When I was 19 I packed everything I had in my car and moved to Texas to live with my best friend who had moved there 2 years earlier. I was finally free! I got a job waiting tables. I made lots of friends and we partied… a lot. There were some nights I probably shouldn’t have lived and definitely some nights I should have been arrested. I met my first girlfriend. I really struggled with this because my brother had come out many years earlier and I had just sort of accepted the fact that I would always hide who I really was. But I was over 1000 miles away from my family so who would know right. Ha! Well eventually, as you can imagine, my plan to stay in the closet didn’t last and I came out to my family and friends. No one was surprised. And to my surprise it was not the traumatic event it had been with my brother years before. I guess he had softened the blow so to speak. (Thanks bro) I was finally on the path to me. Or so I thought.

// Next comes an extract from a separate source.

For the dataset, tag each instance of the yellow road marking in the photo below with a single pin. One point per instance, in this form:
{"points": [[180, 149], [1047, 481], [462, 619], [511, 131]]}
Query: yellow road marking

Then one night, just a few weeks before my 21st birthday, I was arrested for possession of marijuana. Trust me, there were a lot of times I could have been caught with a lot worse! After a night in jail and some other unpleasant events that that came from that situation, I ended up with 1 year probation that included quite a bit of fines and other stipulations. I took a good look at my life right then and realized that wasn’t what I wanted. I didn’t want that life. I had been around gangs and drug dealers and watched people I cared about end up in prison and I didn’t want that. It was time to make a change. I completed my probation without any issues and cleaned up my act.
And then my whole world changed. The woman I had been in love with since the moment I laid eyes on her said she wanted me too! I was head over heals truly madly deeply in love. It was perfect! We were a family. Her, her 2 boys and me. She even helped me go to nursing school. Until it wasn’t so perfect. We fought constantly. She controlled everything I did. Put me down in front of people. And would always use the kids against me. Nothing I did was good enough. I began to believe I was worthless. We were going to get married and the closer it got to the wedding, the more I began to panic. I had to get out. We had been together almost 8 years. The boys were older now, 21 and 15. They would understand. So I did. I left. It was the hardest thing I’ve ever done. I didn’t leave because I didn’t love her anymore, I left because I needed to love me again. Because I wasn’t happy anymore. Because I deserved better. Eventually, we figured it all out. We make great co-parents! And good friends. We get along better now then we ever did when we were a couple. I am still a parent to those boys. I see them constantly, never miss a sports event and they know if they call I will always answer. Everything worked out.
Now I work at the local hospital. I am a scrub nurse in the OR. I dabble in photography on the side. I have a new girlfriend who is a super sweet and understanding person with a heart of gold. My dad and I patched up our relationship and he got remarried. My stepmom is the most amazing human on the face of the earth and I am beyond thankful for her! My 2 beautiful, talented, smart, funny, loving stepsisters are amazing people as well and I love that they are part of my life. My brother moved to Texas a few years ago so I get to hangout with him pretty often.
I guess it goes to show, life throws a lot of twists and turns, bumps and bruises at you but no matter what, they all taught me something and I wouldn’t change one thing for who or where I am today.